I keep looking back with a degree of shame but at the same time I'm not very clear how I could have been more successful and productive during those following years.
It seems like mostly, deeply bereaved people I read about get their shit together after a month or so being signed off, and are able to concentrate on their career (for example) and it spurs them on to excel. Like the polar opposite of me.
I honestly feel my grief derailed me massively.
My second parent has now died and it is like walking in treacle.

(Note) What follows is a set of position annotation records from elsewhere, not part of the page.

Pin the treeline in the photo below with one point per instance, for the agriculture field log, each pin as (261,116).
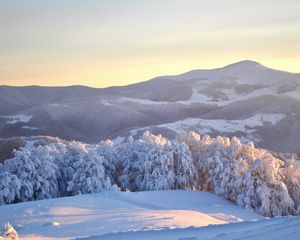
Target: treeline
(253,178)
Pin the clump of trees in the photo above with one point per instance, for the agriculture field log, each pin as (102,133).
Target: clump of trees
(251,177)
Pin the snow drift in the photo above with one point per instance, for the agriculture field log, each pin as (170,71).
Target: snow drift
(253,178)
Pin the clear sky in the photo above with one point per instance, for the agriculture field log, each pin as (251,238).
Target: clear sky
(116,42)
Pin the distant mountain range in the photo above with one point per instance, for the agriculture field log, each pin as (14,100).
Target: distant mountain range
(245,99)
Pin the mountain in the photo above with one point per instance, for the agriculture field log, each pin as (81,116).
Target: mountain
(245,99)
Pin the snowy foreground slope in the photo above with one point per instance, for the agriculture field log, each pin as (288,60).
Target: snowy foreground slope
(144,215)
(112,212)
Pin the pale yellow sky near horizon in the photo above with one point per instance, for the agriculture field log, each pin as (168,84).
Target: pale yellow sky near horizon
(104,43)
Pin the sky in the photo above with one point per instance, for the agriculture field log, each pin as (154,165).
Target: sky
(116,42)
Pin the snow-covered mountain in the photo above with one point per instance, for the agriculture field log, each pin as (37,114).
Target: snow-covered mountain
(155,215)
(252,101)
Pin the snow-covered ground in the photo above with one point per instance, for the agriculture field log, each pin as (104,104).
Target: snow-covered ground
(17,118)
(114,212)
(207,126)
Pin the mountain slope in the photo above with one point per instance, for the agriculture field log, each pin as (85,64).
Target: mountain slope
(236,92)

I have no energy and am having panic attacks over the silliest of things - for example, I seem to get overwhelmed by having to think of multiple things at once, and feel panicky in the car (as a passenger!) even though I have zero fear of cars
and just want to stay curled up on my sofa.
However I really cannot afford to let my life be derailed for years this time in my 30s or I will never make anything of my career?
I'm trying to focus on all the major advantages I have this time around - a much more stable life with a great partner, much more stable health even though it is still challenging, a decade of life experience and the maturity that comes with that.
Am I particularly pathetic to have been so thrown or is this part of the 'normal' spectrum of bereavement, whatever normal is?